While technically, as CamTwist hijacks your video at source it should run on any program, it is known that CamTwist does not support iChat, but has been tested to work with the following online services:
Configuration details can be found on the CamTwist wiki.
CamTwist offers a great way to gain precision control over your live broadcasts and add popular TV-like elements, such as picture-in-picture video, news tickers and channel logos to your streams. What's great is that as the service directly hacks your system webcam, CamTwist can be used on a number of the popular live streaming services.
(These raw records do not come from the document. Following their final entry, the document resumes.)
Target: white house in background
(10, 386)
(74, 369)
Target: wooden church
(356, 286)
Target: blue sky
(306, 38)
As Chris Pirillo has demonstrated, with a bit of patience and some creative thinking, here is a tool that can provide some great effects and really useful added functionality to your live video feed.
Certainly CamTwist could use some polishing of its rough edges, and it would be great to have some decent documentation to truly show off its capabilities, but all-in-all, this is a very capable tool. The fact that it is totally free to use, and makes use of an open architecture that users can add effects to makes it an impressive feat indeed.
Windows users will unfortunately have to settle for the $30, somewhat inferior WebcamMax, but if ever there was a great incentive for web video broadcasters to switch to a Mac, CamTwist is it.
In short, if you want control over your live stream, the ability to add all kinds of added functionality and effects, along with the chance to broadcast your desktop live, CamTwist is well worth taking a look at.